Voici tout ce qu’il faut savoir sur cette affaire :
Qui a porté plainte contre Israël ?
L’affaire a été déclenchée par une demande de l’Assemblée générale des Nations unies (AGNU) le 30 décembre 2022, lorsqu’une majorité de membres a voté pour demander l’avis de la Cour sur les conséquences juridiques de la poursuite de l’occupation israélienne de la Palestine. Les pays arabes, la Russie et la Chine ont voté en faveur de cette demande, tandis qu’Israël, les États-Unis, l’Allemagne et 24 autres pays ont voté contre.
Lors de la guerre des Six Jours en 1967, Israël a occupé Jérusalem-Est et la Cisjordanie, qui étaient auparavant sous contrôle jordanien et dont la population était à majorité arabe. La plupart des pays et l’ONU considèrent toujours Jérusalem-Est occupée comme la capitale d’un futur État palestinien et considèrent l’occupation israélienne comme illégale au regard du droit international.
Dans une longue missive adressée à la CIJ et signée par le secrétaire général de l’ONU, Antonio Guterres, l’Assemblée générale des Nations unies a demandé aux juges de répondre à des questions sur la manière dont les droits des Palestiniens sont affectés par l’occupation et les tentatives continues de les déplacer, ainsi que sur les responsabilités de l’ONU et de ses États membres face à ces violations.

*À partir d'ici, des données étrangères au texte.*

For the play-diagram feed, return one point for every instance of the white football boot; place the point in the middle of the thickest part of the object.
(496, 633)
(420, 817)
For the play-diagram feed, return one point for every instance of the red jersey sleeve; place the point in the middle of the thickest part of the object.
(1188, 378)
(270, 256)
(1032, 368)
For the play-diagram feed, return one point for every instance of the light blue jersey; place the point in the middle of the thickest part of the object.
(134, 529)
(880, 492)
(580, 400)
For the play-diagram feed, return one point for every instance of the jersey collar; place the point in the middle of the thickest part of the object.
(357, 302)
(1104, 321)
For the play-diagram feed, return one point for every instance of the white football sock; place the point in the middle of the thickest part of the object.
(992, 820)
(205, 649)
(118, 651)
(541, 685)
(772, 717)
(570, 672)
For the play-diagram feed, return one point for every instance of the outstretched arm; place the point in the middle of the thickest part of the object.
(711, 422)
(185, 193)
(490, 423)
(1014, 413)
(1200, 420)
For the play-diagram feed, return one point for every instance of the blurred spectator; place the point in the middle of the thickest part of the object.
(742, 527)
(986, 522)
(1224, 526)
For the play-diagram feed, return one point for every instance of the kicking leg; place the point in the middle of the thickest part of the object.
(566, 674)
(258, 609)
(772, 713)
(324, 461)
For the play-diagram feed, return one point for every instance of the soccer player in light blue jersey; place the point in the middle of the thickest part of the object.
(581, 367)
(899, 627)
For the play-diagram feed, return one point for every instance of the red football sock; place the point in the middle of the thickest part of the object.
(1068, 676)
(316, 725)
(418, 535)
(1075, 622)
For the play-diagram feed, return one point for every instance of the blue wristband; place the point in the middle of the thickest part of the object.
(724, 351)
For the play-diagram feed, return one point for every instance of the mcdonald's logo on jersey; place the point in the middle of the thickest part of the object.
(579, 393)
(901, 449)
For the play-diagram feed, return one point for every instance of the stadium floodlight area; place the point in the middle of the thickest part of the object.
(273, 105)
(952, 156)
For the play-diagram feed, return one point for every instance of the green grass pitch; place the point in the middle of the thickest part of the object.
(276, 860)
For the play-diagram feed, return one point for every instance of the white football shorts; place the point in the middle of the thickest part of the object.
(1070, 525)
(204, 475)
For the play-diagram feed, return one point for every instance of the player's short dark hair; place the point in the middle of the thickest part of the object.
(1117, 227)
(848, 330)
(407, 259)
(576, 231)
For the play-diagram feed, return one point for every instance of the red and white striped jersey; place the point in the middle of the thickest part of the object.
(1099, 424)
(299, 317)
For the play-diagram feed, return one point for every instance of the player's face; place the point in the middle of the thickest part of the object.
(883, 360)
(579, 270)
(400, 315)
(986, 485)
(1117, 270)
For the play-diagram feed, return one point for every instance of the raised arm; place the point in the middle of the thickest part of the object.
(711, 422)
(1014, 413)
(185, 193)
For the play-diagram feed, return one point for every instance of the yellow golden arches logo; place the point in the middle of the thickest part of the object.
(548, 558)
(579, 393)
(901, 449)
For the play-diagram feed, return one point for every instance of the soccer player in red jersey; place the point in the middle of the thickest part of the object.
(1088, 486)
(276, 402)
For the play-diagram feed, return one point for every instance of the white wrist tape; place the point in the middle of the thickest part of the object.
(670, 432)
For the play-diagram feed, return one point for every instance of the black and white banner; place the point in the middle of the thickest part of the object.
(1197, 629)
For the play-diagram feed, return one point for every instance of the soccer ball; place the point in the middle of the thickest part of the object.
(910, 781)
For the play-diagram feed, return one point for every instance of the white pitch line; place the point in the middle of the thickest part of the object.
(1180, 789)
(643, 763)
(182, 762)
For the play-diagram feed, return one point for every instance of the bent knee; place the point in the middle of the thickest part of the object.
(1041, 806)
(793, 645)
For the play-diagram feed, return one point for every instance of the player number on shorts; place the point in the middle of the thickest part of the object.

"Quelles sont les conséquences juridiques de la violation permanente par Israël du droit du peuple palestinien à l’autodétermination, de son occupation prolongée, de sa colonisation et de son annexion visant à modifier la composition démographique, le caractère et le statut de la ville sainte de Jérusalem, et de l’adoption par Israël d’une législation et de mesures discriminatoires en la matière", demande la missive de l’Assemblée générale des Nations unies.
L’Assemblée générale des Nations unies a demandé à la Cour de répondre à ces questions en s’appuyant sur une combinaison de lois humanitaires internationales, ainsi que sur la Charte des Nations unies et diverses résolutions de l’ONU. Selon Human Rights Watch, les politiques d’Israël dans les territoires occupés relèvent de l’apartheid et de la persécution, deux crimes contre l’humanité.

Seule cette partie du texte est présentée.